Chair of the Youth Justice Board
- In office February 2008 – March 2014
- Appointed by: Jack Straw
- Preceded by: Graham Robb (Interim)
- Succeeded by: Lord McNally

Personal details
- Born: May 6, 1950 (age 75) Bristol, England
- Alma mater: University of Manchester

= Frances Done =

British public administrator

Frances Winifred Done, CBE, FCA (née Bishop; born 6 May 1950) is a British public administrator, accountant and former local politician.

== Early life ==
She was born in Bristol on 6 May 1950, one of the four daughters of the Labour politician Edward Stanley Bishop, Baron Bishopston, PC, JP (1920–1984), and his wife, Winifred Mary, née Bryant, JP.

== Career ==
Done was educated at the University of Manchester, graduating with a Bachelor of Arts degree (BA) in economics in 1971; she then began training as an accountant at KPMG. In 1976, she was appointed a Fellow of the Institute of Chartered Accountants in England and Wales. In 1988, she returned to KPMG as a senior manager in their public sector department, but in 1991 became Treasurer of the Rochdale Metropolitan Borough Council, serving until 1998 when she became Chief Executive. In 2000, she became Chief Executive of Manchester 2002, which was responsible for organising that city's Commonwealth Games. When that role expired in 2003, she became managing director for Local Government, Housing and Criminal Justice at the Audit Commission (2003–06), which made her ultimately responsible for the commission's inspections of local government organisations.

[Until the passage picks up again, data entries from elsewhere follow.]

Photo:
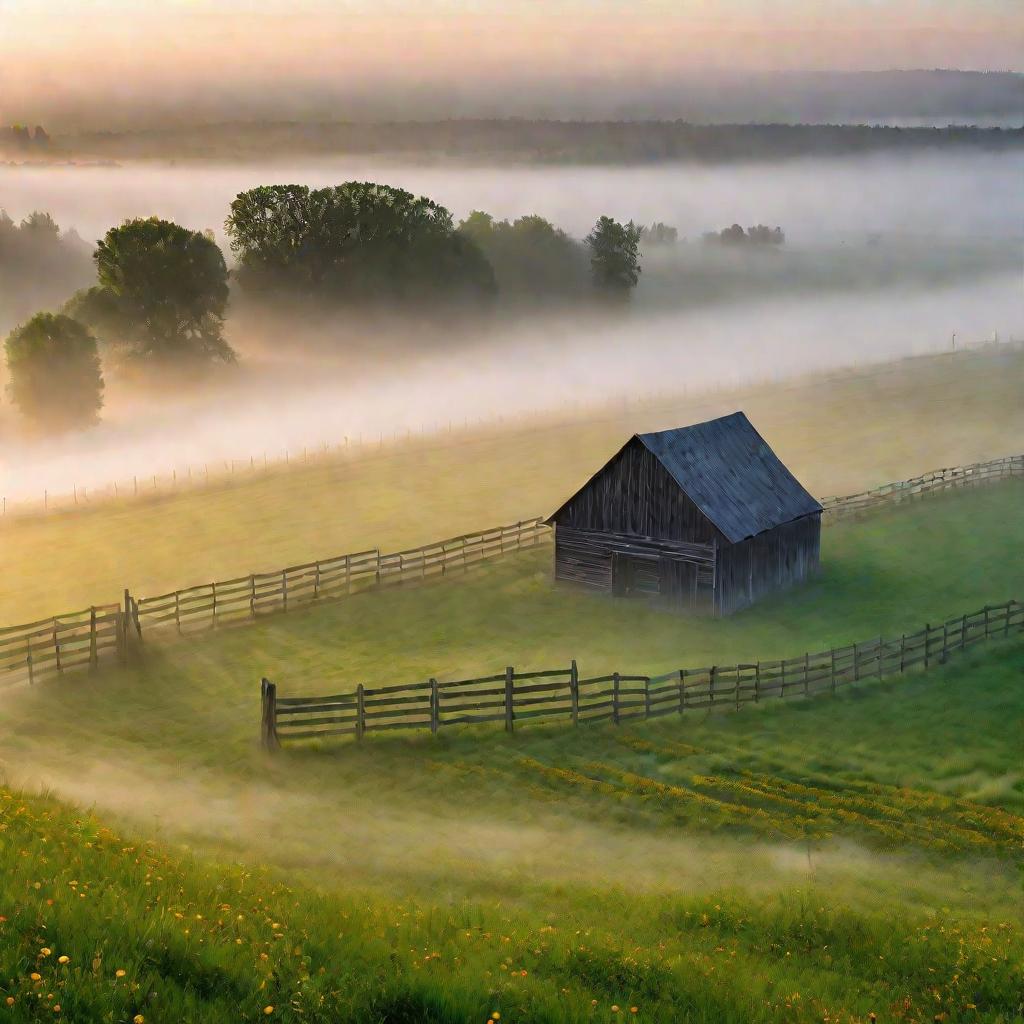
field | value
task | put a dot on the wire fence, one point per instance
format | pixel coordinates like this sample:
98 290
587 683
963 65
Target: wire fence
513 697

She then spent a year as Interim Director-General of the Royal British Legion for the year 2006–07. She was then Chairman of the Youth Justice Board from 2008 to 2014, and has served as a Trustee of the Canal and River Trust (formerly the Waterways Trust) since 2003. In 2015, the Department for Communities and Local Government appointed her vice-chairman of the Birmingham Improvement Panel.

General election 1983: Manchester Withington
| Party |  | Candidate | Votes | % | ±% |
|---|---|---|---|---|---|
|  | Conservative | Fred Silvester | 18,329 | 39.2 | −8.1 |
|  | Labour | Frances Done | 15,956 | 34.2 | −4.7 |
|  | SDP | Bernard L. Lever | 12,231 | 26.2 | New |
|  | Independent | Michael Gibson | 184 | 0.4 | 0.0 |
| Majority |  |  | 2,373 | 5.0 | −3.4 |
| Turnout |  |  | 46,700 | 72.3 | −2.4 |
|  | Conservative hold |  | Swing | −3.4 |  |

=== Honours ===
In the 2003 New Year Honours, Done was appointed a Commander of the Order of the British Empire "for services to the XVII Commonwealth Games".

== Personal life ==
In 1981, she married the political broadcaster Jim Hancock and has two sons.